Washington and the FCC aren't the only places abuzz over the impact of potentially relaxed media-ownership caps. Broadcast-equipment manufacturers across the country and around the world are quietly waiting to see just what impact larger groups will have on their business. Whether the impact is good or bad, many just seem relieved that the decision will be made.
"It removes uncertainty in the market so that stations can make more capital purchasing decisions," says Pinnacle Systems Senior Vice President Bob Wilson.
New caps, new acquisitions
Manufacturers say that, once it became clear that changes in the ownership caps were looming, capital expenditures were further deflated as station owners looked to keep balance sheets as lean as possible in an effort to remain attractive to potential buyers.
The new caps are expected to open up new acquisitions for the larger groups and further consolidation among smaller groups. And manufacturers believe that, once the acquisitions are completed, new equipment will be brought in to create new operational efficiencies. Large or small, efficiency is the goal.
"Everyone thinks about networks and big broadcasters, but we're seeing smaller groups buying other stations to have some benefits [of consolidation]," notes Harris Broadcast President Bruce Allan.
The phrase "economies of scale" does cause some concern among manufacturers. Economies of scale usually leads to lower unit prices. So quantities involved in a sale may rise, but drops in price could erode revenues. The upside, however, is a greater presence in more facilities, and that does lend itself to greater longevity for a product and more stability for a manufacturer.
VizRT Americas President Isaac Hersly says companies like his could benefit greatly from additional consolidation as they earn the trust of major broadcast organizations. Companies like CBS or the AOL Time Warner properties, he says, will "move our technologies downstream to every level, buying one solution for many different stations."

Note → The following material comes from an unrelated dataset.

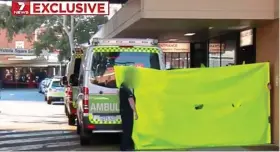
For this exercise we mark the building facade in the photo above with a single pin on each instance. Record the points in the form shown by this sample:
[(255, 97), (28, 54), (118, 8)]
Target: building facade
[(213, 33), (19, 66)]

The number of stations that Hersly defines as "many" won't be as large as some manufacturers hoped and others feared. It appears that the cap will be increased to 45% of national TV-household reach. Wilson believes the ownership cap will be revisited every couple of years, most likely resulting eventually in an industry without caps.
"The challenge for manufacturers will be how to help content producers reduce the cost of producing each stream," he says of the growing channel universe that has provided the diversity of voices that have made the cap expandable.
But even a 45% cap will have an impact on manufacturers. The market has already been tightened by the slumping economy and the still-recovering advertising market. The DTV transition has also shifted capital expenditures into different areas of the broadcast plant.
"It's going to force us to be more competitive in a market that has already seen prices dropping and competition from all sides," Hersly says. "In the long run, consolidation will impact the engineers [at the stations as well]. But technology isn't at a level where you can do a cookie-cutter installation and spread the same plan at each station. Plus all the plants are of different ages."
With or without a cookie-cutter approach, the larger broadcast groups will find more power to negotiate. Allan, who gained experience in the consumer-electronics market working at RCA, says, "The larger they are, the more pressure they can exert on a vendor." And that is why manufacturers will continue to offer more than just products: "While always sensitive to pricing, our services and support now put us in a different category [than simply selling equipment."
Smaller groups, fewer buys
The buying advantage won't go only to the larger groups. Smaller groups will gain leverage simply because there will be fewer stations and groups for manufacturers to reach. And, with fewer buyers, each remaining buyer is much more important, something that has salespeople across the country on edge.
There will, however, be at least one new opportunity: more demand for centralized operations. With the possibility of duopolies turning into triopolies, centralized operation becomes a focus as the best way to gain operational efficiencies.
"Centralization is one of our levels of expertise," says Hersly.
Wilson says that, while nationwide centralcasting continues to face last-mile connectivity problems, the duopoly model has proved to offer cost savings. "Centralization in local markets shows operating efficiencies. "And," he adds, "if duopolies work, why not triopolies that share new resources?"
Groups with 35 to 40 stations are already taking a hard look at the centralcasting model, Allan says. "The key is to come up with a footprint that provides benefits to smaller groups."